Despite the unpleasant sensations, there was nothing magical or supernatural about the place. Michael could feel no hidden power or lurking residue. He walked down the hall and checked the ground floor rooms sequentially, shining his flashlight into each. Dusty floors; emptiness. He returned to the middle hallway and played the beam up the flight of stairs to the second floor. The carpeted stair steps exuded thin puffs of dust at each footfall.
At the head of the stairs, a hallway led past the three second-floor rooms, ending at the bathroom door. Clarkham’s house in the pleasure dome had been laid out in just such a fashion; no surprise. Michael peered into the first bedroom. Nothing. The second bedroom was broad and empty, its windows draped with sun-tattered expanses of old cloth slung over bent curtain rods. Cupboards and file drawers covered the far wall, reminding Michael of a morgue. The cupboards and file drawers contained more emptiness.
“Nothing here,” he said in a soft whisper. He was not afraid, not even particularly wary, but he knew that the preternatural sensibilities instilled in him by the Crane Women had brought him here for a reason and not just to satisfy old curiosities.
A thin layer of dust dulled the dark wood of the floor in the final bedroom. He took two steps into the room and played the beam back and forth across the dust. Footprints interrupted the grayness in the middle of the floor. The prints led to the hallway and passed beneath his feet, where they had been erased by his own shuffling. He knelt
and examined them more carefully. The dust around the footprints was undisturbed. Only one pair of feet—wearing moccasins or sandals, since the prints were unbroken by an arch—had made the prints, and the owner had moved without hesitation, beginning his journey (his because the feet were large and broad) in the middle of the room
Michael touched the nearest complete print. There was something odd about the amount of dust disturbed. He walked beside the prints, noticing that near the center of the room, where they began, they were quite clear. Toward the end of the trail they became less distinct, disturbing the dust only slightly, as if the person had weighed much less.
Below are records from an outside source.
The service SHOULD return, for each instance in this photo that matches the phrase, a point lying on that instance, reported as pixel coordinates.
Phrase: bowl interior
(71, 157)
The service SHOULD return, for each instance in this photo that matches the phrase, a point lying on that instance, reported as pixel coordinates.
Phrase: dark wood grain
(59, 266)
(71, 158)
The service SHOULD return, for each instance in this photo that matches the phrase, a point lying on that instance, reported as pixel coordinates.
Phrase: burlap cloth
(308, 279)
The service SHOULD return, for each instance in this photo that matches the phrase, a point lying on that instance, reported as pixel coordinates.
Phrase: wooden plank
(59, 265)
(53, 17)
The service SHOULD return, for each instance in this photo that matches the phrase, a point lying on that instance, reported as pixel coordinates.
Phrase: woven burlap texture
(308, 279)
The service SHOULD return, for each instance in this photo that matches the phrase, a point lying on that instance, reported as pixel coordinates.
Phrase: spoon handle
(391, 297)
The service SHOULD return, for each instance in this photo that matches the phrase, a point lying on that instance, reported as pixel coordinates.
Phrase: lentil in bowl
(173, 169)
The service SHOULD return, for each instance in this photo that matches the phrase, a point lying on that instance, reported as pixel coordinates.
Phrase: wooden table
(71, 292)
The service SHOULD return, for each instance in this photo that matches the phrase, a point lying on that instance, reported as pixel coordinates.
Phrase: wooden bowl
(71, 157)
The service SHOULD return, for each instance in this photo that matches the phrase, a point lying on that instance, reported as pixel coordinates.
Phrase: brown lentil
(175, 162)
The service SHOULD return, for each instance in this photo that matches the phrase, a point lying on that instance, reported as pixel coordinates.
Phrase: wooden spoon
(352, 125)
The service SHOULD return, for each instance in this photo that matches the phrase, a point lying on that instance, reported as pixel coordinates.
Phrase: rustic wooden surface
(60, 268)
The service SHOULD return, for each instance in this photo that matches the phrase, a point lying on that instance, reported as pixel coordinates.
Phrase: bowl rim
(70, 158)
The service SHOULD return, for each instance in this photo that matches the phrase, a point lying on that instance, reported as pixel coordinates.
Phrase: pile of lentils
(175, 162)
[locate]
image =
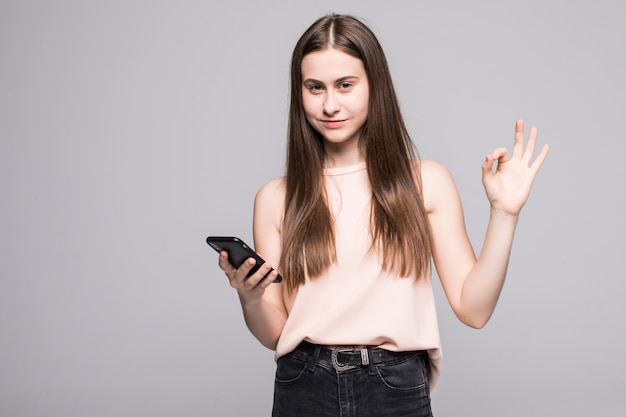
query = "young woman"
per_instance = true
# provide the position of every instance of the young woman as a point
(352, 228)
He pointed the beam at the air above the floor where the prints began and saw nothing unusual. Felt nothing unusual. The house was otherwise undisturbed and normal. The sensation of earthly reality was seamless.
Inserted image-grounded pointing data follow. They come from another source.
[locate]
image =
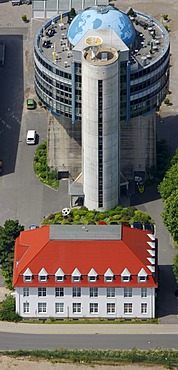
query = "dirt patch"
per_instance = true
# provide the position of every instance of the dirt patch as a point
(9, 363)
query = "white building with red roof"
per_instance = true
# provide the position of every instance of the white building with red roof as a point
(89, 271)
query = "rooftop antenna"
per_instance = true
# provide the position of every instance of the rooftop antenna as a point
(94, 42)
(54, 52)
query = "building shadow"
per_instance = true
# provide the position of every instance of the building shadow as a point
(150, 194)
(11, 101)
(167, 304)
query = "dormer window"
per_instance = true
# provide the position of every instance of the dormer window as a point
(76, 276)
(42, 276)
(92, 276)
(125, 279)
(142, 276)
(76, 279)
(59, 275)
(142, 279)
(59, 278)
(108, 276)
(27, 276)
(125, 276)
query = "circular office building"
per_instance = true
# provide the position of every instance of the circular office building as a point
(104, 76)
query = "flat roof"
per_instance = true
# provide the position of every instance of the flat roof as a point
(85, 232)
(151, 35)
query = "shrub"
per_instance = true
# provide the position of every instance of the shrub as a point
(131, 12)
(40, 165)
(7, 311)
(24, 18)
(166, 101)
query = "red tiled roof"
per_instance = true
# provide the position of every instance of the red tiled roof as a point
(34, 250)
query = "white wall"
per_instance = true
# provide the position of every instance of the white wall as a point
(85, 300)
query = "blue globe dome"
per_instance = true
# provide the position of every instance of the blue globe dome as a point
(101, 17)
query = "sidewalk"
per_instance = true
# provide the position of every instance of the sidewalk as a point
(140, 329)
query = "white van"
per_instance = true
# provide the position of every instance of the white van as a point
(16, 2)
(31, 137)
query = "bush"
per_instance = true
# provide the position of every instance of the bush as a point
(166, 101)
(7, 311)
(24, 18)
(40, 165)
Still, Michael knew beyond any doubt that Clarkham’s house had once again become a gate.
The Tippett Residential Hotel appeared regal and desolate and out of place against the ragtag architecture of the Strip. Its sad, sooted, broken windows and the trash chute attached to its face gave it a painful air, as if it were a victim of patchwork surgery, of half hearted and ill-guided attempts to bring it back to life.
Through the chain link, Michael saw that the main entrance had been securely boarded with big sheets of blue-painted plywood. Yet the former owner—if that was what the raggedy man was—had hinted that a few people still managed to get into the building, however foolishly. There had to be other ways inside.
He had looped the short pry bar onto his belt, hanging it down inside his pants. A palm-sized flashlight rested in his jacket pocket.
On the building’s west side, a broad patio and empty, leaf-strewn swimming pool were visible through the trees and shrubs pressed against the fence. Steps rose from the patio level to a terrace on the south side, overlooking the city. All this was dimly illuminated by streetlights along Sunset, and the general sky-glow reflected from the broken cumulus clouds above the city.